On a tight, well-targeted cold list with relevant copy, 5–15% is a healthy reply rate. Opted-in and warm audiences run much higher — 20% and up — because the consent and relationship are already there. Below 2% on a clean list usually signals a targeting or copy problem rather than a channel problem.
Why is my SMS response rate so much lower than my open rate?
Because being seen costs the recipient nothing while replying costs attention and a small commitment. A near-90% open with a single-digit reply rate is normal and expected. The gap is closed by relevance, tight targeting, and fast follow-up — not by trying to push the open rate any higher.
Does sending more texts raise my response rate?

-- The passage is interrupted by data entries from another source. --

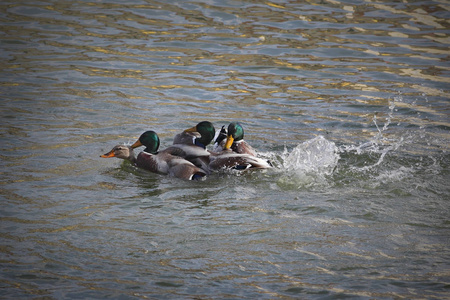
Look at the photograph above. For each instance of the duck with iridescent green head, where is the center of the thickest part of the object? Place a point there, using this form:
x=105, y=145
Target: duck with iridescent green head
x=162, y=162
x=191, y=144
x=234, y=140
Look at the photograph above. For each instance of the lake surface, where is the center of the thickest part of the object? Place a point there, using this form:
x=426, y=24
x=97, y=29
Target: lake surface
x=348, y=99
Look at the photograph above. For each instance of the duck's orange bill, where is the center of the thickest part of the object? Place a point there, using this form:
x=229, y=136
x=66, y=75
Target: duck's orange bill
x=136, y=144
x=193, y=129
x=229, y=142
x=108, y=155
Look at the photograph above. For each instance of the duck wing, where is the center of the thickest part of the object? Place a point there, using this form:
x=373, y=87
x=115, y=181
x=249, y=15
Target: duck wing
x=231, y=160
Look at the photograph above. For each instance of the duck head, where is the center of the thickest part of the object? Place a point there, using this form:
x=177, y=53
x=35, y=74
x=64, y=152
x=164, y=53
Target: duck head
x=207, y=132
x=150, y=140
x=235, y=134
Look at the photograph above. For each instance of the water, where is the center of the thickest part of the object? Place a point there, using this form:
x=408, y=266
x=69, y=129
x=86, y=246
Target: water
x=349, y=100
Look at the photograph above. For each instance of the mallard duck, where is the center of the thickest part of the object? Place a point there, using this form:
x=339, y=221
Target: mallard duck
x=150, y=159
x=234, y=140
x=201, y=135
x=228, y=159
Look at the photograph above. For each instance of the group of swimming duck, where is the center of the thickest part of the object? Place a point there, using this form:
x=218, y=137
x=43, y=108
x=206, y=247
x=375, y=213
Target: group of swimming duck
x=188, y=158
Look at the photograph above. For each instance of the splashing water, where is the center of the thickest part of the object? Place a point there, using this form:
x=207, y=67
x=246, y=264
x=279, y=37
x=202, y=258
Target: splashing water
x=309, y=163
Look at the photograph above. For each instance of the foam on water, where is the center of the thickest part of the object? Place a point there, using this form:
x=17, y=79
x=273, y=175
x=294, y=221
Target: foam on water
x=384, y=159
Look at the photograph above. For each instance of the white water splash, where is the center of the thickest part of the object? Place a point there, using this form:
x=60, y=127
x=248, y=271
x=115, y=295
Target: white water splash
x=316, y=156
x=308, y=163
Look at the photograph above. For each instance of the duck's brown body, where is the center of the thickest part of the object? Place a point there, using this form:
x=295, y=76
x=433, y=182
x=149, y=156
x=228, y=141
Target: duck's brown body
x=162, y=162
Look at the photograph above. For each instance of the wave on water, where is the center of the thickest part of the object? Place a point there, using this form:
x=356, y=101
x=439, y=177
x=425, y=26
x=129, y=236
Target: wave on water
x=400, y=159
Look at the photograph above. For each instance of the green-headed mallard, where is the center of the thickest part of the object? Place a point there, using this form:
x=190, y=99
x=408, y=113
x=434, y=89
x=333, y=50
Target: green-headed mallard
x=228, y=159
x=201, y=135
x=234, y=140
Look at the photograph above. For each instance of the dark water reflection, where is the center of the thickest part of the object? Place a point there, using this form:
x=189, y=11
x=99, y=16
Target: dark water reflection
x=348, y=99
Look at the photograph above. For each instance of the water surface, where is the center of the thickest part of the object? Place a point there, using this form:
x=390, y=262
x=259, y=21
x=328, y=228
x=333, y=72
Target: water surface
x=349, y=100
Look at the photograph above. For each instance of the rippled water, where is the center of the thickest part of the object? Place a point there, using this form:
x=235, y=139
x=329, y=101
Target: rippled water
x=349, y=100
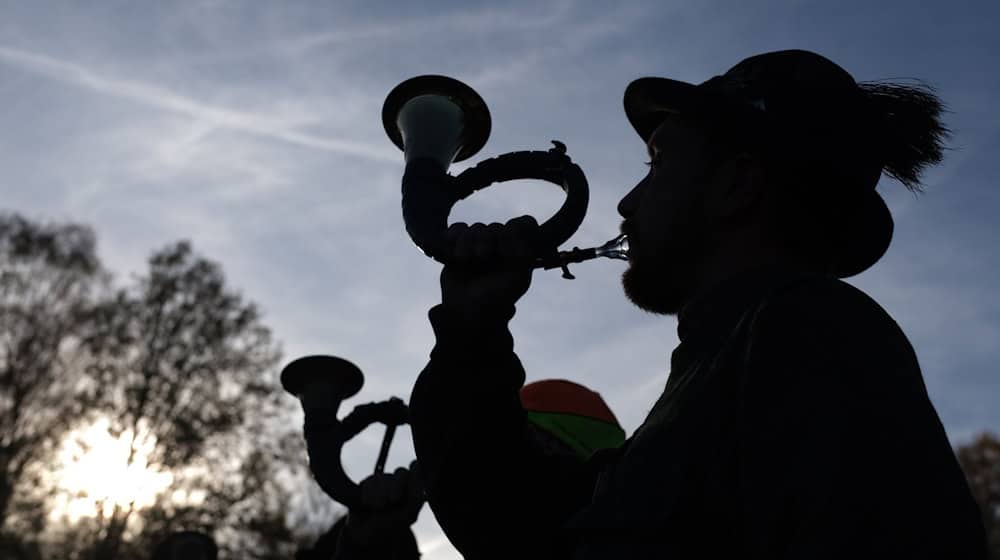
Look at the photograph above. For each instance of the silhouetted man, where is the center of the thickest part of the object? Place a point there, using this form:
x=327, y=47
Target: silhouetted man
x=565, y=419
x=794, y=422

No — over-messaging the same list drives opt-outs and complaints, which raise carrier risk and lower future deliverability. More volume to a wider, looser list also dilutes relevance. Response rate climbs with better targeting and copy, and falls with frequency. Restraint is a performance lever on SMS.
Can buying a phone list improve my response rate?
Almost never. Scraped or purchased lists with no consent basis typically reply under 2% and generate complaints that get you filtered or worse. You also inherit legal exposure under the TCPA. A smaller list you can text on a sound legal basis beats a large one you can't every time.
The takeaway
The SMS response rate, not the open rate, is the number that pays — and 5–15% on a tight cold list is a realistic, healthy target. It moves on list quality, message relevance, and follow-up speed, and it falls when you over-message or text people with no consent basis. Read the gap between opens and replies honestly: it tells you whether your problem is delivery or relevance, and those need different fixes.